Last season, I felt the last six were missing in Los Angeles. But with the acquisition of Kevin Fiala this summer, and Viktor Arvidsson healthy again, suddenly the Kings look deep.
Not so long ago, I thought Alex Iaffalo had an outside chance to make the US Olympic team. He was playing in the first six minutes in Los Angeles. He’s now on the third line with Vilardi and Byfield, which is actually a plus for the Kings. This means they are deep. And Vilardi now has the skills and the speed to play.
It’s clear to me that the Kings have a more diverse even-strength offense. But I really think Vilardi has the chance to make the most noise on the power play.
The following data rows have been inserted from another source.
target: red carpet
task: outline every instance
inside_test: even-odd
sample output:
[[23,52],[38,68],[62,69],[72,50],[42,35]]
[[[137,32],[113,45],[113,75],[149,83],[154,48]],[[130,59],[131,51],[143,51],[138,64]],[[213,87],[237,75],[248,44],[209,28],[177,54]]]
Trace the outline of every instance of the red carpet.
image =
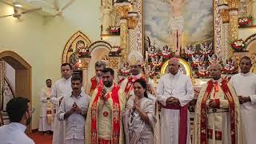
[[28,134],[28,136],[34,140],[36,144],[51,144],[53,135],[42,134],[40,132],[35,132]]

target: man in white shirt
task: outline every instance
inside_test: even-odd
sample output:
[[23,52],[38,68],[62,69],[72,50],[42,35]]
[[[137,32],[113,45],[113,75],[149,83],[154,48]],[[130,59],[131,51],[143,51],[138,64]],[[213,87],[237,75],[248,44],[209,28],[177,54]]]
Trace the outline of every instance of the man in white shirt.
[[25,98],[14,98],[8,102],[6,111],[10,123],[0,127],[0,143],[34,144],[25,134],[32,117],[30,101]]
[[256,75],[250,72],[251,66],[250,58],[242,57],[240,61],[241,73],[230,79],[241,104],[241,118],[246,144],[256,142]]
[[179,71],[177,58],[170,58],[169,72],[163,75],[157,87],[157,99],[161,105],[161,143],[189,144],[190,102],[194,98],[191,79]]
[[65,121],[65,144],[85,143],[85,122],[90,97],[81,90],[82,86],[82,78],[78,75],[73,76],[72,94],[63,98],[57,114],[59,121]]
[[[73,74],[72,66],[69,63],[63,63],[61,67],[62,78],[58,80],[52,89],[50,96],[50,102],[52,102],[58,111],[59,106],[62,98],[66,96],[70,96],[72,92],[71,88],[71,76]],[[53,144],[64,143],[64,124],[63,121],[58,121],[57,114],[54,118],[54,129],[53,135]]]
[[50,102],[51,94],[51,80],[46,81],[46,86],[42,89],[39,95],[41,105],[41,114],[39,118],[38,131],[42,131],[44,134],[50,131],[52,124],[52,105]]

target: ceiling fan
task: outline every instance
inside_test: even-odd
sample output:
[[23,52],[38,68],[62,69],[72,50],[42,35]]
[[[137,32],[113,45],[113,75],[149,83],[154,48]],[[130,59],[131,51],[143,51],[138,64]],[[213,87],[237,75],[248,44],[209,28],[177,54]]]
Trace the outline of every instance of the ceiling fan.
[[61,16],[63,13],[63,10],[69,7],[74,1],[75,0],[69,0],[69,2],[66,3],[62,9],[60,9],[59,0],[54,0],[52,3],[47,2],[44,0],[25,0],[25,2],[41,2],[48,7],[54,9],[56,11],[56,14],[54,14],[54,16]]
[[35,9],[30,9],[30,10],[25,10],[25,11],[20,12],[20,11],[18,10],[17,7],[14,6],[14,14],[0,16],[0,18],[13,16],[14,18],[16,18],[19,19],[22,14],[27,14],[27,13],[33,13],[33,12],[35,12],[35,11],[41,10],[42,7],[35,8]]

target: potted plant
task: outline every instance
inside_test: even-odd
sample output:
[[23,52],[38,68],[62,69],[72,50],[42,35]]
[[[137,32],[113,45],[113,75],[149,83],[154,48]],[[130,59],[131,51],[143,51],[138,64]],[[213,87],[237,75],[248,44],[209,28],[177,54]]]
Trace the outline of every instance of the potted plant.
[[242,39],[235,40],[231,42],[231,47],[234,51],[244,51],[246,48],[245,42]]

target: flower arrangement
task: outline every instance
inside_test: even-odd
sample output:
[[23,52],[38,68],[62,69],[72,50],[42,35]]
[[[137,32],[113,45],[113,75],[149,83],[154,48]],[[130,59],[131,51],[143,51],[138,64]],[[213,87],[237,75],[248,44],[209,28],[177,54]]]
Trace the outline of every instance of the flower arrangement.
[[109,31],[112,34],[120,34],[120,27],[119,26],[110,26]]
[[120,56],[122,49],[118,46],[113,46],[110,51],[110,56]]
[[234,51],[243,51],[246,48],[245,42],[242,39],[236,40],[230,45]]
[[251,25],[252,22],[253,22],[252,16],[242,17],[238,18],[238,24],[240,26]]

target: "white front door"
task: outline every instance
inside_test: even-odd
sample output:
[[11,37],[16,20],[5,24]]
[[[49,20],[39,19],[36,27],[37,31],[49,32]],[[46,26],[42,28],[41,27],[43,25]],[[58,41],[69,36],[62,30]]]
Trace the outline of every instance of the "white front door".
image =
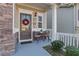
[[31,14],[20,13],[20,42],[32,41],[31,20],[32,20]]

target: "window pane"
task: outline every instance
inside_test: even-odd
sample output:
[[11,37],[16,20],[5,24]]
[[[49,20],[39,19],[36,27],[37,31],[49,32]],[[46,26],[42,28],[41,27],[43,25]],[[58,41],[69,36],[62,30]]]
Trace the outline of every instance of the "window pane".
[[38,23],[38,28],[42,28],[42,23]]
[[38,21],[42,21],[42,16],[38,16]]

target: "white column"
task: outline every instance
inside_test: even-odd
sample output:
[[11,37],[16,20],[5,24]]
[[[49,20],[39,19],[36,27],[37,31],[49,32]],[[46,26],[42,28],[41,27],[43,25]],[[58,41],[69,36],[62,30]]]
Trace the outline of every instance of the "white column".
[[56,40],[56,33],[57,33],[57,5],[53,4],[52,6],[52,16],[54,14],[54,17],[52,18],[52,41]]

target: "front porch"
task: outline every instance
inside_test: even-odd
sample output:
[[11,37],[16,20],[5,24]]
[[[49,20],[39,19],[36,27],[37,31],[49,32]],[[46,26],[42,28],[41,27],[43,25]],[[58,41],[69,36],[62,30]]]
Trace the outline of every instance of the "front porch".
[[16,52],[13,56],[50,56],[50,54],[43,49],[43,46],[48,44],[50,44],[50,41],[48,40],[18,44],[16,47]]

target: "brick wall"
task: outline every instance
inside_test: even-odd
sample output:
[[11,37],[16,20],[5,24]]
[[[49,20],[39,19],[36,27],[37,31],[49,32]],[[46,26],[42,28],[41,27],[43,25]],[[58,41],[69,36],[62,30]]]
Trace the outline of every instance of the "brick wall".
[[12,21],[13,5],[0,3],[0,55],[11,55],[15,51]]

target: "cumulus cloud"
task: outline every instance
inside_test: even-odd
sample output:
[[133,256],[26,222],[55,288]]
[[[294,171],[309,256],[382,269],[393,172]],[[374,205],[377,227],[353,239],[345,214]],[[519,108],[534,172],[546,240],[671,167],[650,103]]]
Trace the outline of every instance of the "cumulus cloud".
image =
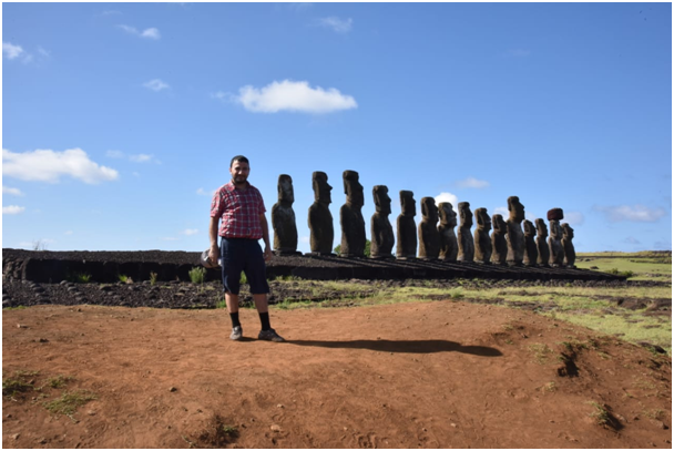
[[334,16],[318,19],[317,23],[321,27],[329,28],[337,33],[348,33],[354,28],[354,19],[348,18],[344,20]]
[[19,213],[23,213],[24,209],[25,209],[25,207],[20,207],[18,205],[8,205],[6,207],[2,207],[2,214],[3,215],[18,215]]
[[143,86],[155,92],[160,92],[161,90],[167,90],[168,88],[171,88],[168,84],[164,83],[160,79],[150,80],[147,83],[144,83]]
[[573,225],[583,225],[585,216],[580,212],[564,212],[564,222]]
[[121,152],[121,151],[108,151],[108,152],[105,152],[105,156],[109,156],[111,158],[123,158],[124,157],[124,152]]
[[335,88],[310,88],[306,81],[290,80],[274,81],[261,89],[246,85],[233,99],[254,113],[293,111],[320,114],[358,107],[353,96],[343,95]]
[[510,212],[508,211],[508,207],[496,207],[493,209],[493,214],[501,215],[501,216],[503,216],[504,219],[508,219],[508,216],[510,216]]
[[115,170],[99,166],[81,148],[63,152],[37,150],[13,153],[2,150],[2,175],[31,182],[57,183],[61,176],[71,176],[84,183],[96,184],[119,177]]
[[140,38],[159,40],[162,37],[160,33],[160,30],[157,30],[156,28],[149,28],[143,31],[139,31],[134,27],[129,27],[129,25],[118,25],[118,27],[121,28],[122,30],[124,30],[125,32],[127,32],[129,34],[134,34]]
[[663,217],[666,212],[663,208],[650,208],[645,205],[619,205],[592,207],[595,212],[604,214],[607,221],[617,223],[621,221],[632,221],[636,223],[654,223]]
[[477,180],[474,177],[468,177],[466,180],[457,182],[457,186],[460,187],[460,188],[478,188],[478,189],[482,189],[482,188],[489,187],[489,182],[479,181],[479,180]]
[[451,193],[440,193],[436,197],[436,205],[440,205],[440,202],[449,202],[453,207],[455,212],[457,212],[457,205],[459,204],[459,198]]
[[10,42],[2,42],[2,54],[6,55],[8,60],[19,58],[21,53],[23,53],[23,48],[21,48],[21,45],[13,45]]
[[9,186],[2,185],[2,194],[11,194],[12,196],[22,196],[21,189],[10,188]]

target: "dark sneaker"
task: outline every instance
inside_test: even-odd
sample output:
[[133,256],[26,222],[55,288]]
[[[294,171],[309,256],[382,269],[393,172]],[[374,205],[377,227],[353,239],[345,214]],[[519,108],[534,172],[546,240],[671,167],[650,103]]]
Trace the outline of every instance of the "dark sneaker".
[[278,334],[276,334],[276,330],[274,330],[274,329],[261,330],[259,335],[257,336],[257,339],[267,340],[267,341],[276,341],[276,342],[285,341],[285,339],[282,336],[279,336]]
[[232,329],[232,335],[229,336],[231,340],[241,340],[241,337],[244,335],[244,329],[241,326],[236,326]]

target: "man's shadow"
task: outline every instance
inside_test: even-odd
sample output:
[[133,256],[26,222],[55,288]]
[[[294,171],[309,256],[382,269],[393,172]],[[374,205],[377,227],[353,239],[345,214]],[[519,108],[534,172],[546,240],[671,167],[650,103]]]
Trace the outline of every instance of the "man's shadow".
[[461,344],[448,340],[288,340],[287,344],[331,349],[369,349],[372,351],[400,353],[461,352],[481,357],[500,357],[503,355],[496,348],[487,346],[462,346]]

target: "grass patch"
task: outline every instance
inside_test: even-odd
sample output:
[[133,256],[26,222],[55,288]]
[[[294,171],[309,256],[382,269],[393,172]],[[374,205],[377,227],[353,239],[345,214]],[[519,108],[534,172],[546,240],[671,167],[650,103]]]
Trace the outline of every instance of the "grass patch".
[[611,414],[602,404],[595,401],[588,401],[588,403],[594,408],[590,413],[590,418],[592,418],[596,424],[605,427],[611,423]]
[[552,353],[552,349],[545,344],[531,344],[527,348],[533,355],[533,360],[539,365],[545,365]]
[[2,377],[2,396],[13,399],[19,393],[35,389],[31,379],[38,376],[38,371],[14,371],[9,377]]
[[203,284],[204,279],[206,278],[206,268],[202,266],[196,266],[190,269],[188,274],[190,280],[192,280],[193,284]]
[[94,393],[88,390],[67,391],[59,398],[44,402],[43,406],[55,416],[64,414],[72,419],[73,413],[79,407],[82,407],[94,399],[96,399]]

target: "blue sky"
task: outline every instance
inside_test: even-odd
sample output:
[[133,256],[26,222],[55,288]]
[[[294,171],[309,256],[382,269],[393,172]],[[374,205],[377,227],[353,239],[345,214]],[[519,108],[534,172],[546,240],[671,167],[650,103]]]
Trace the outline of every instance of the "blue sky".
[[3,3],[2,113],[2,247],[203,250],[244,154],[303,252],[345,170],[368,237],[387,185],[672,248],[671,3]]

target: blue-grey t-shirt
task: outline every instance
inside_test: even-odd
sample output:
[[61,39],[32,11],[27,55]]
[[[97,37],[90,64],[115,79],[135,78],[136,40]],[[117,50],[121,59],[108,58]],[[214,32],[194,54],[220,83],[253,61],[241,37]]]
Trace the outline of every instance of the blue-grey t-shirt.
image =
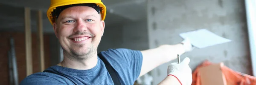
[[[142,64],[140,51],[118,48],[101,53],[117,71],[122,85],[134,84],[140,75]],[[28,76],[20,85],[113,85],[104,62],[99,57],[98,61],[95,67],[89,70],[53,66],[44,72]]]

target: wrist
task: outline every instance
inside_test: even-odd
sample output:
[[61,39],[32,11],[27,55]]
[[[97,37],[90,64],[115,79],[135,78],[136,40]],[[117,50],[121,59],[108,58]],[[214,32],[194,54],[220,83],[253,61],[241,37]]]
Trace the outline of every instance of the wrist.
[[174,85],[180,84],[181,85],[182,85],[181,82],[180,82],[180,81],[179,79],[178,79],[178,78],[177,76],[174,75],[169,74],[167,75],[166,78],[169,79],[170,80],[172,80],[172,81],[173,81],[173,82],[172,83],[172,84],[175,84]]

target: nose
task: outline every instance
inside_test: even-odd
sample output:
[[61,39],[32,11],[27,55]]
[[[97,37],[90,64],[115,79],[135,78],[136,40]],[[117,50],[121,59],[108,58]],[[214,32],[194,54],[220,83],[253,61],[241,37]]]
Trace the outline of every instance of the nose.
[[76,25],[76,27],[74,29],[74,32],[82,32],[87,31],[86,23],[83,20],[77,20]]

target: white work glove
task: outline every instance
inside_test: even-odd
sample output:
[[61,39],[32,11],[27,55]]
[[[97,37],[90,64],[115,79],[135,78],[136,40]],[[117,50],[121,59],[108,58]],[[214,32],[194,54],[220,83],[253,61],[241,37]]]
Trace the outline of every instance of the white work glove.
[[180,63],[174,62],[168,66],[168,76],[176,76],[182,85],[191,85],[192,84],[192,71],[189,66],[190,60],[186,57]]
[[180,43],[183,45],[185,52],[192,51],[194,48],[190,42],[190,40],[188,38],[185,38]]

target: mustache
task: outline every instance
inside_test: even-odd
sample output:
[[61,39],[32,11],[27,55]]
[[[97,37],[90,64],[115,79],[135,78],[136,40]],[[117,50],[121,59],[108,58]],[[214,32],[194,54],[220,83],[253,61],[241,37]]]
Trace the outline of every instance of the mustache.
[[68,36],[68,37],[67,37],[69,38],[70,38],[71,37],[72,37],[74,36],[84,35],[90,35],[91,37],[93,37],[94,36],[94,35],[93,35],[93,34],[89,33],[87,32],[76,31],[76,32],[74,33],[73,34],[70,35],[70,36]]

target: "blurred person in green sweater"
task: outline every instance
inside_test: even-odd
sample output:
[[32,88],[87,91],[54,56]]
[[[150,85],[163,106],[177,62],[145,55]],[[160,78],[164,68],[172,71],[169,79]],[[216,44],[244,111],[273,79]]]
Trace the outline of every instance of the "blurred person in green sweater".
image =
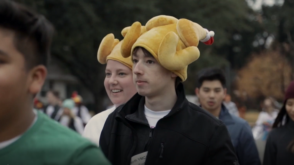
[[0,1],[0,164],[110,164],[97,146],[33,110],[53,31],[44,16]]

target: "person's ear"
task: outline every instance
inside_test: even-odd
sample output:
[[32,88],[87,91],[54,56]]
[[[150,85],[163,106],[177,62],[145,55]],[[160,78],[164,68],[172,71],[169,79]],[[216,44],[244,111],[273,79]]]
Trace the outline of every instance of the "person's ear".
[[224,100],[225,98],[225,96],[227,95],[227,88],[224,88],[223,89],[223,93],[224,93],[224,97],[223,99]]
[[195,88],[195,94],[197,96],[197,97],[199,97],[199,88]]
[[176,75],[173,72],[171,73],[171,77],[172,78],[175,78],[178,77],[178,75]]
[[43,65],[34,67],[29,71],[28,79],[29,92],[33,95],[41,90],[47,75],[47,70]]

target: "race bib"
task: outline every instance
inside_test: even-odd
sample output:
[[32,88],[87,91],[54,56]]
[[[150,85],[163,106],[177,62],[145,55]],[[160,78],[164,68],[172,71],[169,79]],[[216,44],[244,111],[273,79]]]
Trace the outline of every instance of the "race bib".
[[136,155],[131,159],[131,163],[132,165],[144,165],[146,160],[146,156],[148,151]]

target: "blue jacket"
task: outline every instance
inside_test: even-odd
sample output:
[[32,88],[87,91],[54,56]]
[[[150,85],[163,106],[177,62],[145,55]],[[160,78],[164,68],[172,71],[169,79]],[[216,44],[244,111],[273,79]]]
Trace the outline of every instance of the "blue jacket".
[[227,126],[240,165],[260,165],[257,148],[247,122],[231,115],[223,105],[219,118]]

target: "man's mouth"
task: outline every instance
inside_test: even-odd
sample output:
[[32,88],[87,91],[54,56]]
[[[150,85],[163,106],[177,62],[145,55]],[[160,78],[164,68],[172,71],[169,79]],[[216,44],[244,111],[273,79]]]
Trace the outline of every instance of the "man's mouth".
[[209,101],[208,103],[208,105],[211,106],[214,105],[214,102],[213,101]]
[[118,93],[122,91],[123,90],[120,89],[113,89],[111,90],[111,92],[113,93]]

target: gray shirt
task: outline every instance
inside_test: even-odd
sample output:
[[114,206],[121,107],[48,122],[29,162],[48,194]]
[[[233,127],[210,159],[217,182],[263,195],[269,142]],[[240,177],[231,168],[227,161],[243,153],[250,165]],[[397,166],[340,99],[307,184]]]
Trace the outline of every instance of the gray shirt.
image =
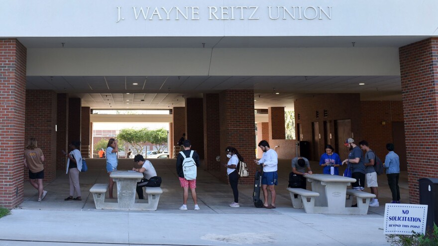
[[298,157],[295,157],[292,159],[292,169],[293,169],[294,167],[297,170],[297,171],[302,173],[305,173],[306,168],[310,168],[310,163],[309,163],[309,160],[307,158],[304,157],[301,157],[304,160],[305,162],[306,162],[306,164],[304,165],[304,167],[301,167],[299,165],[298,165]]
[[[365,158],[364,158],[363,162],[365,164],[368,164],[371,162],[370,160],[374,160],[374,165],[375,165],[375,157],[376,155],[374,154],[374,152],[370,149],[365,153]],[[375,172],[376,169],[374,169],[374,166],[365,166],[365,171],[366,173],[371,173]]]

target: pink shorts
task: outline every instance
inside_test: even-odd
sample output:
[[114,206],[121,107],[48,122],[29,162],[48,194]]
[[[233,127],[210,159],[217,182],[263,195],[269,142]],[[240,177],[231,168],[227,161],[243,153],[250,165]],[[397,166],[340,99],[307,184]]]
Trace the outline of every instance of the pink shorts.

Kings need it. Last season, Los Angeles was 26th in the NHL with the man advantage, converting at a rate of just 12.5%.
During his 89-game NHL career, six of Vilardi’s 18 goals came on the power play. But I expect that total to increase. Not just because of the players surrounding him on the Kings. Because of what happened last year when Vilardi was sent to the AHL.
Sometimes a young prospect is rushed into a situation. And I think it could have happened early in Vilardi’s career. I don’t think he was quite ready for the NHL. When the Kings sent him to their minor league branch in Ontario, it was probably the best thing the franchise could have done.
Vilardi went to the AHL and dominated. He was almost a point-per-game player. Vilardi scored 15 goals in 39 games, eight times on the power play.
Being a major contributor had to be good for Vilardi, whether he was in the minors. And with that comes confidence and maturity. As a high first-round pick, the pressure can be devastating on a player when they are demoted. I’m impressed that Vilardi was able to put the noise aside.
Back to my prediction. Twenty goals are quite achievable for Vilardi. He’s already eating up the minutes Dustin Brown used to get. And judging by Tuesday, he has chemistry alongside Byfield and Iaffalo. The Kings have three solid lines and a defense that can move the puck. Vilardi will benefit from all this.
But trust is key. And that must come with confidence. Coaching staff and teammates. Last season I saw flashes of regular play from Vilardi. But it wasn’t consistent.
Bringing it every night is a must for Vilardi. He has done so so far this season. And for me, he’s riding a wave of confidence that’s a direct result of spending most of last season in the AHL.
It’s hard to attribute a team’s chances of success to just one player. But the Kings patiently waited with Vilardi. And if he can pocket 20 while skating on Los Angeles’ third line, watch out. The Kings will have the firepower to take on Edmonton.